Launch an instance of the Pipeline

  • Launch the instance from AMI almlab_cluster_09162016 (ami-fcbbcdeb). This will provide the environment for the pipeline. Remember to leave port 8888 open.
  • Create a volume from Snapshot snap-8332db98. The volume will contain the tools that required for the pipeline to run. Mount this volume to the folder /home/ubuntu/tools.

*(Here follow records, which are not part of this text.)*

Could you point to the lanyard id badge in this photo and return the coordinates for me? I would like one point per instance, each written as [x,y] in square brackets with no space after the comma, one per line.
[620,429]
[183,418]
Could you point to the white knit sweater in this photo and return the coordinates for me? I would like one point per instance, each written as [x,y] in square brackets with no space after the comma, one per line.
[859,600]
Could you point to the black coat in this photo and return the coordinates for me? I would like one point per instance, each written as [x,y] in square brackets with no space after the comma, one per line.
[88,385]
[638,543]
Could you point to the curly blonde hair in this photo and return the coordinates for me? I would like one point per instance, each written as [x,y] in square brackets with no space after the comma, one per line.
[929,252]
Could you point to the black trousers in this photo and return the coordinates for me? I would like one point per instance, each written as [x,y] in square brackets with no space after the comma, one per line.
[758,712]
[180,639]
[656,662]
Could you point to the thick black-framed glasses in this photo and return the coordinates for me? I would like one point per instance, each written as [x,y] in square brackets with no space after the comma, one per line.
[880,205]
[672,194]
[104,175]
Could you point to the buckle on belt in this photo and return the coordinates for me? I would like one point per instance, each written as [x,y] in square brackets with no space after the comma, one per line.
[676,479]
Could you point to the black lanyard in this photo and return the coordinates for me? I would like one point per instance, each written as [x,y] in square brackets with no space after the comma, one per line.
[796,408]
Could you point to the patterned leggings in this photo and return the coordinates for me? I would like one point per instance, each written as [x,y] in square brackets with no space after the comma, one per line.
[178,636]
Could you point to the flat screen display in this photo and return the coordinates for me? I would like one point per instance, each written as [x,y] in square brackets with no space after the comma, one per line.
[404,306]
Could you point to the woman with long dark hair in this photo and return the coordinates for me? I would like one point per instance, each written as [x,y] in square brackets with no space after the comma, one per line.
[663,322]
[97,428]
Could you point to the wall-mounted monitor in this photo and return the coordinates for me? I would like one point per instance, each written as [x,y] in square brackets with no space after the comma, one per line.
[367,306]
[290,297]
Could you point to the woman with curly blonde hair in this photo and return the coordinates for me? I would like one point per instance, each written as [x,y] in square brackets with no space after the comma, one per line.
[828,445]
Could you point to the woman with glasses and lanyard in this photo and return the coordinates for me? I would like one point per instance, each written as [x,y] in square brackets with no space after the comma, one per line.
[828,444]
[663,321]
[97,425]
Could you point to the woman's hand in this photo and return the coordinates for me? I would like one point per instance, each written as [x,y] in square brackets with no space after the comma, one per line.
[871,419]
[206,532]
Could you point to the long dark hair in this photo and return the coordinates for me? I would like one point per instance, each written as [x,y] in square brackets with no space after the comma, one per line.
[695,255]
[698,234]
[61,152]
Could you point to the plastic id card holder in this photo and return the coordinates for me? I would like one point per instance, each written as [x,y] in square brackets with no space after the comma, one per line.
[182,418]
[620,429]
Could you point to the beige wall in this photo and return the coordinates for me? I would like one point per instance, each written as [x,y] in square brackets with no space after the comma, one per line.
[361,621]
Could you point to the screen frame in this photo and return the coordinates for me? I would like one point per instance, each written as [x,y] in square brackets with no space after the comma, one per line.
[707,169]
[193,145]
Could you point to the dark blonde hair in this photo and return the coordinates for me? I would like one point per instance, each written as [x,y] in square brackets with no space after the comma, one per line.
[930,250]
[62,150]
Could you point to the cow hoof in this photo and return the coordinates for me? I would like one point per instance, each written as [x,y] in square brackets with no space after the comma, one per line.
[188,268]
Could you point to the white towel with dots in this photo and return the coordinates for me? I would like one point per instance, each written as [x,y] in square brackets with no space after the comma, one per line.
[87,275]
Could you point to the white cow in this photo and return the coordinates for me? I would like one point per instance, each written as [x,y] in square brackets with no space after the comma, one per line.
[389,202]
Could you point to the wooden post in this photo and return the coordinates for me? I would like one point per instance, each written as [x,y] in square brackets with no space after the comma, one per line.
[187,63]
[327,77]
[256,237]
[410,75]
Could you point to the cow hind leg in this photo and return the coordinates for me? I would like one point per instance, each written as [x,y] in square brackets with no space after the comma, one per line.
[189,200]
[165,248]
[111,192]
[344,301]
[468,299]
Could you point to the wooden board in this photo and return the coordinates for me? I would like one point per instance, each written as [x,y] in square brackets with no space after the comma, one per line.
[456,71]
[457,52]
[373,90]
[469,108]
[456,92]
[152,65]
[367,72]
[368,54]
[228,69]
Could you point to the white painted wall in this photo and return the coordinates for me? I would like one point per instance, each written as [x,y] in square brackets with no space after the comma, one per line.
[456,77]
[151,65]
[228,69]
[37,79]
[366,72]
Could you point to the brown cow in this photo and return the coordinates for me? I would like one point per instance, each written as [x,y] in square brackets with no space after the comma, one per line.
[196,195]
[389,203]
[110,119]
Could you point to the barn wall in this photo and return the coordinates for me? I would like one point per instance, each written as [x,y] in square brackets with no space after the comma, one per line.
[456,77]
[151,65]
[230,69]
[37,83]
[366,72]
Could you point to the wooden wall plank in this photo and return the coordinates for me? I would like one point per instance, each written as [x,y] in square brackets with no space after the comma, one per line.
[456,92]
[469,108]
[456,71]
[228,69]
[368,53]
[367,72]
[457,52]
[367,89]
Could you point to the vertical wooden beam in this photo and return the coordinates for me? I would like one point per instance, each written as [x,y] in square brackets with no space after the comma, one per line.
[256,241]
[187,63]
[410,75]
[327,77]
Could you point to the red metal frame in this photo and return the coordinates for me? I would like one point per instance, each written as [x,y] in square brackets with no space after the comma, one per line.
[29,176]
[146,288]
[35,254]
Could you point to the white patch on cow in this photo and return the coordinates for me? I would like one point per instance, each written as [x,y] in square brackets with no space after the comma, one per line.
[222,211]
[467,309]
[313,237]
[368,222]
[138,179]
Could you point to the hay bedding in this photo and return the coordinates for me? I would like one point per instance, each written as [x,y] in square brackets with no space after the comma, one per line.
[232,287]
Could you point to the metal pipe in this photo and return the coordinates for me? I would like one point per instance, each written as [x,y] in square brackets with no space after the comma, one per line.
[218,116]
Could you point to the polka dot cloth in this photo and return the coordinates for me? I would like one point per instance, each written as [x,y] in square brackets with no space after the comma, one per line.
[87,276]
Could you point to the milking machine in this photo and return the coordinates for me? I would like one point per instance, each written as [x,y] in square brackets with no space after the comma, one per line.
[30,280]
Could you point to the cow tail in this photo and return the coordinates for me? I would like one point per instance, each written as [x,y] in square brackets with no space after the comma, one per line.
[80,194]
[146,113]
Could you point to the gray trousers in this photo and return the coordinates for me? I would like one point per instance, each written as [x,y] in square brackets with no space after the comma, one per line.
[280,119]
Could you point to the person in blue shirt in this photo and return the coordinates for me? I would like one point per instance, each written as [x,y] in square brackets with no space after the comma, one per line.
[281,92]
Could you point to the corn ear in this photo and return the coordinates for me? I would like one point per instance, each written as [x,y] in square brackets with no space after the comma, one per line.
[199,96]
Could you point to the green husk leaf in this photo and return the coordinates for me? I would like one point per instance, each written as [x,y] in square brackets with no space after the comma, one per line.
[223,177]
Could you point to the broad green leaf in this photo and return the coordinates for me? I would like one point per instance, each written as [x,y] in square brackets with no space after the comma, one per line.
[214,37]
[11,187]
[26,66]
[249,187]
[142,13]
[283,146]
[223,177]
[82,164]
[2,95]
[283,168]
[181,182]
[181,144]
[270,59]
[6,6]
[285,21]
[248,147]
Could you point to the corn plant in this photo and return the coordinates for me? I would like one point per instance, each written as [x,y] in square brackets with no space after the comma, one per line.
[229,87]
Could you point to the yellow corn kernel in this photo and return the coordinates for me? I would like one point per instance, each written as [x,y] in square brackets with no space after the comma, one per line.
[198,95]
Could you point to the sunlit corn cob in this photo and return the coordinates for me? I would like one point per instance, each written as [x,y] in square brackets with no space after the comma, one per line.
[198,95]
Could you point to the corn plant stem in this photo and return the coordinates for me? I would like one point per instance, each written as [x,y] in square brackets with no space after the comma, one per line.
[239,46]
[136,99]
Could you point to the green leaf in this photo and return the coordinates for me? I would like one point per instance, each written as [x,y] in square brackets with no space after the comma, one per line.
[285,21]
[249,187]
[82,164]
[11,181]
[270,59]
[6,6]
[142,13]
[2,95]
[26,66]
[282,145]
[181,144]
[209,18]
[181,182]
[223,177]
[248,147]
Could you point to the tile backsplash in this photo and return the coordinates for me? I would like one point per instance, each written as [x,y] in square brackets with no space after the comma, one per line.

Specify the absolute path to your data

The pipeline also requires the path to certain data in order to perform certain task. You should specify the path to the data in file luigi.cfg

[core]
default-scheduler-port:8888 

[GlobalParameter] # Remember that all the path should be absolute
ref_genome=/home/ubuntu/Data/Amphora/all.649.amphora.fst #path to amphora gene fasta file
human_ref=/home/ubuntu/Data/human/hg18.fa # path to human genomes (bowtie2 indexed)
amphorafolder=/home/ubuntu/Data/Amphora/ # path to Amphora folder
basefolder=/home/ubuntu/work # the absolute path to your working folder where you want to run the pipeline and where your raw fastq data is stored.

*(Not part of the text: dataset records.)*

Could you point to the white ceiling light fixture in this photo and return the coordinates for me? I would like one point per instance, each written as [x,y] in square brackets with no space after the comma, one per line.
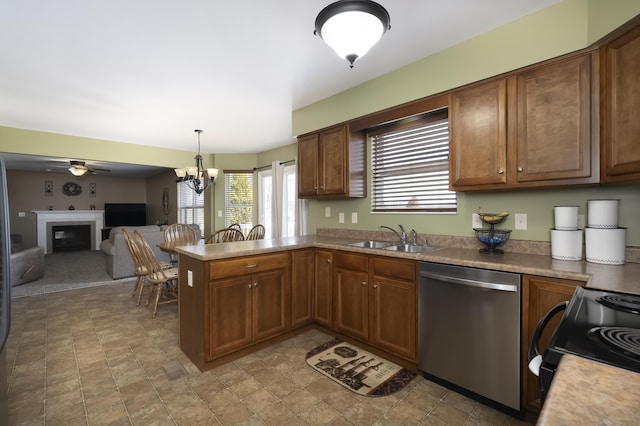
[197,177]
[352,27]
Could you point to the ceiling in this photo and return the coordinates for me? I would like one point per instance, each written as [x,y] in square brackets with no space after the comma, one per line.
[150,72]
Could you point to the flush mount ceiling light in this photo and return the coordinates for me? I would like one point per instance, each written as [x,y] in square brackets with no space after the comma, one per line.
[352,27]
[197,177]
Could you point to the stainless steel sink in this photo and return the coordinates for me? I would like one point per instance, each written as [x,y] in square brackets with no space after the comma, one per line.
[371,244]
[411,248]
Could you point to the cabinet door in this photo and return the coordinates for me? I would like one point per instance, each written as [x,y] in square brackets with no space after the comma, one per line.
[230,320]
[540,294]
[302,269]
[351,303]
[554,137]
[333,161]
[308,165]
[620,106]
[268,302]
[393,316]
[323,289]
[478,141]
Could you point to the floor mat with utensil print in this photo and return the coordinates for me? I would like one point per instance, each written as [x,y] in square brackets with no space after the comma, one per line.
[357,370]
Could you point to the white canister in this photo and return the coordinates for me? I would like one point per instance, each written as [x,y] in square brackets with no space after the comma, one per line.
[566,217]
[602,213]
[605,245]
[566,245]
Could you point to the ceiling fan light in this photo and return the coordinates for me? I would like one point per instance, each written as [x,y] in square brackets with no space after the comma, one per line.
[352,27]
[78,171]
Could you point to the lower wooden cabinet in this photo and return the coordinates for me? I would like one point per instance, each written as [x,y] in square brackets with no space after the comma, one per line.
[393,305]
[539,295]
[323,288]
[375,301]
[302,278]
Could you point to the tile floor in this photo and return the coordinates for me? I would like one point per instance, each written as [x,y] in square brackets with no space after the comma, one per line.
[91,357]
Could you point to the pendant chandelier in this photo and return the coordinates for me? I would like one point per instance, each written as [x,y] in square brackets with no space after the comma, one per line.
[197,177]
[352,27]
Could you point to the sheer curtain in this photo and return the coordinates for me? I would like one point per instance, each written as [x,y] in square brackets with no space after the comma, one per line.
[288,213]
[277,169]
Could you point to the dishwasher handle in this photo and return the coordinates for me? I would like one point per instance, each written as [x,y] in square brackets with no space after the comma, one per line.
[469,282]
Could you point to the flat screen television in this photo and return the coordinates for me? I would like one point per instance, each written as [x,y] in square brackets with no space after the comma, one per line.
[125,214]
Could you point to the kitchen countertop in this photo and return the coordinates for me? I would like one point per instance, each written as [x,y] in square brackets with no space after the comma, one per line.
[582,392]
[623,278]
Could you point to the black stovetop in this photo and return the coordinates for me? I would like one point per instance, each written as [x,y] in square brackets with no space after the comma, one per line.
[591,315]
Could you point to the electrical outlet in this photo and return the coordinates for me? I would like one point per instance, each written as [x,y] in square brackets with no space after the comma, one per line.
[521,221]
[476,222]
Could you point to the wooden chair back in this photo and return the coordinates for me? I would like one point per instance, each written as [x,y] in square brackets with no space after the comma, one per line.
[225,235]
[256,233]
[180,234]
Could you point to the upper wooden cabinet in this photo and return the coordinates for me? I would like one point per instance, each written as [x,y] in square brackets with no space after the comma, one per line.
[331,164]
[533,128]
[620,96]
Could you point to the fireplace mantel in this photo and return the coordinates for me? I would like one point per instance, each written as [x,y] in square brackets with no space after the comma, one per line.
[46,217]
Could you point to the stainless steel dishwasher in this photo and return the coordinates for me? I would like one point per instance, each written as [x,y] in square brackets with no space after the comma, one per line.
[469,332]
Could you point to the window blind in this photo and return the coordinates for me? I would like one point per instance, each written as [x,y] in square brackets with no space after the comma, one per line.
[190,206]
[238,197]
[410,166]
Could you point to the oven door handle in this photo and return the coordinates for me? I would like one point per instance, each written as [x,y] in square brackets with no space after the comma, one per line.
[534,358]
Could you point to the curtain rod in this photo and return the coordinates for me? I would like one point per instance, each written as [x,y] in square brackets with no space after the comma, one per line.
[269,166]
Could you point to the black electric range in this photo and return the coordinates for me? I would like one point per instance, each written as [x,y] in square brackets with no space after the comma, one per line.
[602,326]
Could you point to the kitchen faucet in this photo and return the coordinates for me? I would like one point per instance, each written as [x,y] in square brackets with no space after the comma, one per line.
[402,236]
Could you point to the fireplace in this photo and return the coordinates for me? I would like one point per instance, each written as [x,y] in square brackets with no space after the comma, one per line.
[70,237]
[47,219]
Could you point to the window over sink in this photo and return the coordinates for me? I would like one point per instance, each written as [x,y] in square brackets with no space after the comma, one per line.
[410,165]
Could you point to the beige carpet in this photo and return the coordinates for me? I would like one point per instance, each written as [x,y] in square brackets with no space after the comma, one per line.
[68,271]
[358,370]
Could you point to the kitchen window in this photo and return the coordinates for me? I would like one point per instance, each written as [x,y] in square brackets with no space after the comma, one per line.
[238,198]
[410,165]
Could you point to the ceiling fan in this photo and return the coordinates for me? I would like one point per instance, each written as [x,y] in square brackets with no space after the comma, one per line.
[78,168]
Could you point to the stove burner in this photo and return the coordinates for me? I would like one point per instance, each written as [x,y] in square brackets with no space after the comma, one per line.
[622,340]
[624,303]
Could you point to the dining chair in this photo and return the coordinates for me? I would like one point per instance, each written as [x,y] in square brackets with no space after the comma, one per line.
[178,234]
[256,233]
[161,280]
[139,268]
[225,235]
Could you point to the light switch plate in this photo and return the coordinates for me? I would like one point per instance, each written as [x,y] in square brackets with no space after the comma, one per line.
[476,222]
[521,221]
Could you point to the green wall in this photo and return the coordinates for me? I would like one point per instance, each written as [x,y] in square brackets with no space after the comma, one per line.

You can download all this data from s3://almlab.bucket/xiaofang/Luigi_Workflow_DB

If you need to run Kraken, specify the path to your database by run command export KRAKEN_DEFAULT_DB=path_to_kraken_db.

Prepare your data for the pipeline

  1. Create a folder as your working folder (Specified by basefolder in your luigi.cfg file )
  2. Put the raw metagenomic fastq file in folder raw inside your working folder
  3. Keep your raw fastq files in the format samplename_1.fastq and samplename_2.fastq (paired end).
  4. Create a file sample.list containg the names of all samples, each sample in one line without any spaces.
  5. Run command line luigid --background --port 8888.
  6. Put Pipeline_MG.py, luigi.cfg in your working folder.

Run your task

Task examples:

The following command line will run three tasks subsequently for each sample

  • TrimTrimmomatic: trim low QC fastq files
  • DereplicateFastuniq: remove replicates from fastq files
  • ContaimRemoveBwa: remove human contamination
python Pipeline_MG.py  ContaimRemoveBwaList --samplelistfile sample.list --workers 2 1>ContaimRemoveBwaList.log 2>ContaimRemoveBwaList.err 

The results will be in the folder: TrimTrimmomatic ,DereplicateFastuniq and ContaimRemoveBwa of your working folder.

Run Kraken

python Pipeline_MG.py  TaxonProfileKrakenList --samplelistfile sample.list --workers 2 1>TaxonProfileKrakenList.log 2>TaxonProfileKrakenList.err 

This step will automatically run task TrimTrimmomatic ,DereplicateFastuniq and ContaimRemoveBwa if you have not done so.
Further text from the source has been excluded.